Reader: I got a new job last fall at a tech company that aggressively marketed itself as a “remote-first, globally distributed company.” I have been in the workforce for a decade, and I am good at what I do.
Things had been going great until leadership announced last week that all employees — even those hired to be remote — will now be required to go in to the office three days a week. Currently, this applies only to employees at their West Coast headquarters, but they are planning to open an office in my East Coast city in the next month or two, which would give me a 45-minute commute. Employees in smaller cities will be able to continue working remotely. They have provided us with no additional information. It seems to have been a very haphazard decision.

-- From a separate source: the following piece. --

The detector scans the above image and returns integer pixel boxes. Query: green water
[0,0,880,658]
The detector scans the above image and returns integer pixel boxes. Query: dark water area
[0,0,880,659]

My offer letter clearly says that my position would be remote, and this is nonnegotiable for me. I was only interested in positions that were permanently, 100 percent remote, and I would not have considered this role otherwise. I suffer from severe anxiety and OCD, which are significantly exacerbated in an office setting. My mental health and performance have vastly improved during the past three years of working remotely.
This feels like a bait-and-switch. What are my options? Am I entitled to severance? I would be eligible for unemployment benefits if I were laid off, but not if I quit, right?
Karla: It is baffling that a company touting itself as remote-first would backpedal on that business model in a matter of months. Either your employer miscalculated how well it could operate with an all-remote workforce, or remote-first was a promise it never intended to keep long-term.